The New Zealand music scene has always boasted a wide array of wildly talented, artists putting our small slice of heaven on the musical map for their attitude and authenticity. Local legend-in-the-making Matthew Young is one such artist doing exactly that with his new album It’s a Feeling. To celebrate its release, we caught up with the Auckland-based muso to discuss the future of his sound, how his advocacy for mental health has inspired a new wave of creativity, and why letting go of fear and judgment is so important.
Congratulations on your new album It’s A Feeling. Can you tell us about the inspiration behind these records?
Thank you! Thematically, I guess the inspiration was just my life, all the personal dilemmas I had going on – that experience of everything falling apart and then putting it all back together.
Musically, there are too many to list, but definitely peter Gabriel and Joni Mitchell in her later years, like the late 80s and onwards. I don’t know if that necessarily comes through in the music. Admittedly I used the whole project to kind of explore new territory as a producer and experiment with new things, while still trying to keep it all in the ‘pop’ world.
As a young Kiwi musician, you’re an inspirational figure yourself.. Can you tell us about when/how you began making music and when/how it became more than just a passion project??
I started playing music when I was pretty young, beginning with learning the drums when I was about 11. I moved to the guitar a year later and just kind of kept building the skills until I could get around a few different instruments. I was in some bands from high school through to my early 20s, and started a Pop Music degree at Auckland University which I dropped out of once I felt like I’d gotten what I needed out of it. That’s the story behind my solo career, not super interesting but that’s kinda how it seems to go!
I will add that music is pretty much the only thing I’ve ever wanted to do and the only thing in my life that’s never felt like a phase or a passing interest. I’m lucky that I ended up being able to pursue what I love, but I think that mostly comes down to obsession and persistence. To some people, my music might feel complete and well executed (I don’t know), but from the inside, it always feels like progress, but not perfection. The goal posts are always shifting and any sense of satisfaction or pride in my work is fleeting.
The way you platform mental health through your music is so important. How has your personal experience with mental illness influenced the stories you tell through your music and lyrics?
Prior to this new album, I didn’t really talk too much about my mental health in the songwriting. I used songwriting more as just a means to an end. I didn’t want to be inauthentic but I didn’t want to go too deep either. This time around I decided to open up. As cathartic as the process was, it was also really raw, having to obsess over everything and fit real life into a rhyme scheme, and figure out the balance of how much to share and how much to keep private. I don’t know if I’d consider myself an advocate per se, but when you live almost every moment just trying to stay afloat, it becomes somewhat of a single focus, and that’s going to come out in the music. I think the main thing is just letting go of the fear of judgment. Thankfully these days, at least with our generation, people are less afraid to talk about their shit.

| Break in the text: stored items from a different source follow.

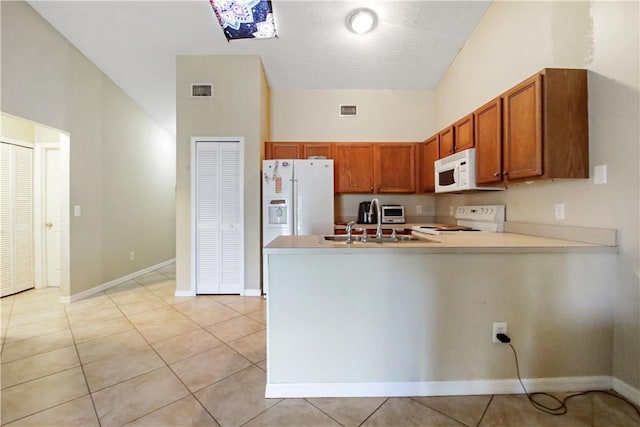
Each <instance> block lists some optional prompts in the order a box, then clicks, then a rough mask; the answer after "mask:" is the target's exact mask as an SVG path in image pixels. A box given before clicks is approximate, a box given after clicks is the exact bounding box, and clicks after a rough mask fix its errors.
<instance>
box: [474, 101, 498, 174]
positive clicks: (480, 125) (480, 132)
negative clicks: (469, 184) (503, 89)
mask: <svg viewBox="0 0 640 427" xmlns="http://www.w3.org/2000/svg"><path fill="white" fill-rule="evenodd" d="M473 115H474V119H475V120H474V121H475V123H474V124H475V142H476V183H478V184H491V183H497V182H502V180H503V178H502V99H501V98H500V97H498V98H496V99H494V100H492V101H489V102H488V103H486V104H485V105H483V106H482V107H480V108H478V109H477V110H476V111H475V112H474V113H473Z"/></svg>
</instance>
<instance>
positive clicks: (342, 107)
mask: <svg viewBox="0 0 640 427" xmlns="http://www.w3.org/2000/svg"><path fill="white" fill-rule="evenodd" d="M357 115H358V106H357V105H343V104H340V117H355V116H357Z"/></svg>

You’ve released a lot of incredible music, what has been your favourite project so far?
My favourite project is always the one I’m working on. I have a terrible habit of leaving my projects behind emotionally the second they’re released. But looking back, I’d include the moment my single ‘Hey’ started picking up heat in Australia and the tour that followed. Also, the writing trip that started this album project – I’m lucky that I got to see the entirety of this country of ours.

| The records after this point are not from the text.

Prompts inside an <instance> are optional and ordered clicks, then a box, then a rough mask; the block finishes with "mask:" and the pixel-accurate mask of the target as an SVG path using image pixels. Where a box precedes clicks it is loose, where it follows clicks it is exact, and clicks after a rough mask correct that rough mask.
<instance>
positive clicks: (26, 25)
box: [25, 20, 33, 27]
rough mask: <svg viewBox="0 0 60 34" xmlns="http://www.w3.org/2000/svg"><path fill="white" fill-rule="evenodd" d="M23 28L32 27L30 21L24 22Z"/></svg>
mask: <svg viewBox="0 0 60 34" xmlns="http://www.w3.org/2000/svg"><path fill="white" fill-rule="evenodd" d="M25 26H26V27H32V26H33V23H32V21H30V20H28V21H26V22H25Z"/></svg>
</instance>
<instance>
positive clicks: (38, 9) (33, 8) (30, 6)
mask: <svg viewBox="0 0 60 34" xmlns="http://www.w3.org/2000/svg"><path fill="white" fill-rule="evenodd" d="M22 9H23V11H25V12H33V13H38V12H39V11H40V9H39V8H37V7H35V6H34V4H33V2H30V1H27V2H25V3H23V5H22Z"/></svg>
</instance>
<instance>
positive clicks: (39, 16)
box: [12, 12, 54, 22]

What artists are you listening to currently and do you have any favourite songs on repeat?
Right now it’s pretty varied. Holly Humberstone, rouri404, Rage Against the Machine, Alison Ponthier, Harry Belafonte, A.G. Cook, Shania Twain, a lot of house which is mostly a singles game, Harry Styles obvi, this one piece of music called ‘aft’ by Kensuke Ushio, plus a whole bunch of other shit.
Who are some of your favourite New Zealand artists?
I have a lot, but right now it’s probably Wells.
Besides releasing your debut album, do you have any plans for the immediate future – music or life in general?
A return to pop music. And hopefully spending a long time overseas, soz NZ.